Lost In My Own Town

Vic West is one of the oldest neighbourhoods in Victoria, just across the bridge from downtown, and I always get lost here, even though it was the first place I landed when moving to this city in 1988. In the days before Craigslist, we had to rely on papers, or if we couldn’t get the local newspaper, a dot matrix printout from the university was mailed across the country. This is what I did, and although it was already outdated once it reached me, nevertheless, I found a place to stay: a room in a house from a guy who liked to rent to female students.

Lo and behold and with luck on my side, so did another female writing student from out of town, and once we quickly realized that the landlord was a creep, we found an apartment together in a neighbourhood far from this one. That other student turned out to be the author Gail Anderson-Dargatz, and we had a splendid time in our musty basement suite, and she was pivotal in helping my future self become a writer, as I’ve written about here.

But back to the neighbourhood of Vic West. I drive through it a few times a week to get back and forth to work, and I buy my bread in it at a fabulous family-run bakery, and sometimes play tennis across the street from the bakery, and occasionally stop at an aesthetically pleasing grocery store / garden market to drool over the gorgeous goods and flowers, or to buy a few sundries and leave with a much lighter wallet.

A few days ago, I decided to take a walk here instead of my usual places, after buying bread, and instantly I felt a little lost, just half a block in. The neighbourhood is full of hills and winding streets and the houses are generally colourful, fairly humble, mostly old; some yards are cluttered with bikes, windmills, dented trombones, broken fountains; some porches hold shelves of boots and umbrellas and potted plants; some houses are small and neat as a pin.

At the bottom of the first hill, a few men were fixing the sidewalk. “I love you, man,” one said, and the other replied, “I love you too, bro.”

That was a first for me, hearing love between construction guys. It made me smile.

I climbed another hill, took a right, then another right, and another, and ended up back near the guys… then kept going up another hill, past where friends used to live eons ago, when the trains still ran up this island and shook them awake, if the barking dogs and backfiring cars didn’t.

I saw a cat, and took its picture, and a redheaded man coming out of the bushes, along the train track turned bike trail, and didn’t take his pic. I kept going. I passed three people, all men. Once I oriented myself by finding the hint of the Olympic Mountains behind an apartment building, I turned onto a trail between houses that promised to be a connector.
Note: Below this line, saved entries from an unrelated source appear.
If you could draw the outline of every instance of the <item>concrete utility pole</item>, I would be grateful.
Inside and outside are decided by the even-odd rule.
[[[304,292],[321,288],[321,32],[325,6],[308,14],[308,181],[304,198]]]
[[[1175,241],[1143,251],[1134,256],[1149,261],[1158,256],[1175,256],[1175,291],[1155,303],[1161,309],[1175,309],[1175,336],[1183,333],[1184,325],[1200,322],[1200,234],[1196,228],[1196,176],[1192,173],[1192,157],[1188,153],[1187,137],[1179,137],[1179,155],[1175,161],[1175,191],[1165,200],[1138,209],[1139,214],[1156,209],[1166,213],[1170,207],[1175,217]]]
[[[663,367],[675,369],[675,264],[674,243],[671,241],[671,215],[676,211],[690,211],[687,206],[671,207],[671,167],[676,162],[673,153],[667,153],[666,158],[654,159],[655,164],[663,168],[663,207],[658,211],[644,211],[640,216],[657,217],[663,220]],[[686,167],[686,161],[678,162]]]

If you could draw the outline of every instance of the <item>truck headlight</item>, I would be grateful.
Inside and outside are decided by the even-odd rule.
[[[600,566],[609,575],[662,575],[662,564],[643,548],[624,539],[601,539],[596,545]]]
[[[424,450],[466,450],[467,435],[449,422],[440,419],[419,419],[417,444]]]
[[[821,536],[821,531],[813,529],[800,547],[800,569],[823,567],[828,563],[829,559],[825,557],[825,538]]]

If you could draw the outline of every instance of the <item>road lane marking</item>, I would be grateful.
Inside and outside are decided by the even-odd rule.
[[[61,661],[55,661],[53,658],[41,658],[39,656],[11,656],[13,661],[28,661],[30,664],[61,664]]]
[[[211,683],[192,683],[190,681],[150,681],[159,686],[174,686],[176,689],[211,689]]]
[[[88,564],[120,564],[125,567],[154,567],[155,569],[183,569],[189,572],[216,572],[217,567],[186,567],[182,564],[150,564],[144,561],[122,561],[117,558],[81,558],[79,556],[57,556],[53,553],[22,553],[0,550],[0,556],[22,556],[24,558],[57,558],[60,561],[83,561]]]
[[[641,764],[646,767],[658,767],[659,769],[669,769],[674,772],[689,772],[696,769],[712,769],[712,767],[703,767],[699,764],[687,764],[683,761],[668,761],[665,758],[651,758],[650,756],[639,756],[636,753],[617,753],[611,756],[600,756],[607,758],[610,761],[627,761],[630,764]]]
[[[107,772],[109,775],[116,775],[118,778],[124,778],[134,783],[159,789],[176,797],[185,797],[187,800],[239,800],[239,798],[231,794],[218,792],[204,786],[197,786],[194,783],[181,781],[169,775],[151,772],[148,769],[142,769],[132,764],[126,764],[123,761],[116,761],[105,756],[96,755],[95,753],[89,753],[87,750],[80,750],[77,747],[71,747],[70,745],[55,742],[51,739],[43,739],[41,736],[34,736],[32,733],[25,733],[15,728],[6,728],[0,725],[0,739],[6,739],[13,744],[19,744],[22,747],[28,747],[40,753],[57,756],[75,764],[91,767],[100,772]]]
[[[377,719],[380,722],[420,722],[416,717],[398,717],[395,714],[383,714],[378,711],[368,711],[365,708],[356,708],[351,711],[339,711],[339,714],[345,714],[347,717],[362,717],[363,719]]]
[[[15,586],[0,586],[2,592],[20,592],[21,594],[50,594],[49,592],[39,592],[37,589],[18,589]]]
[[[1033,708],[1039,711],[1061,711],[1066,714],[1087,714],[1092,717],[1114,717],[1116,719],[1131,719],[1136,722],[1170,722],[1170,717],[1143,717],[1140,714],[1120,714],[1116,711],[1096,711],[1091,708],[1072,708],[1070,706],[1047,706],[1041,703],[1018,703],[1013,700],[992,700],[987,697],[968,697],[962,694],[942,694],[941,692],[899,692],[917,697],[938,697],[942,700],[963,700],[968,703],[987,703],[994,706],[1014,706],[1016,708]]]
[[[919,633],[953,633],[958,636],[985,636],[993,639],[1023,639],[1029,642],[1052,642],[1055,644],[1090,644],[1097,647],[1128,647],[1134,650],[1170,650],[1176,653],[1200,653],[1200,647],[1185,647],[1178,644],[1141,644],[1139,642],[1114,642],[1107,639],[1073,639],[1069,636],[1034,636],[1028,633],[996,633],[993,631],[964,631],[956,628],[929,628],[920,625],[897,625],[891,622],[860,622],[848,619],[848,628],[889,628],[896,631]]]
I like connectors.

The connecting path took me into a small park where I swallowed a bug, which made me cough and need a cough drop, which I had, because I am becoming the kind of woman who carries all the things (although I did leave the hairbrush and hand cream in the car, to lighten the purse load).

I made it back to my car having only felt lost momentarily, overall, but it was a good walk—and the daffodils were closer to blooming there than at home. The car smelled amazing, from the bread I’d left in the sunny backseat, and then the song “Teenage Dirt Bag” came on the car radio, and my day was made.

This all got me thinking about how I’m such a lover of the first draft, how much I prefer it to the editing stage of writing. How being slightly lost is a good feeling in writing, because it can mean that anything is possible. I like that sense in the creative process. I don’t worry in the first draft; I can let loose. I can act on a whim, which I prefer to do in my life, too. I can let myself feel a little lost, and open to surprises.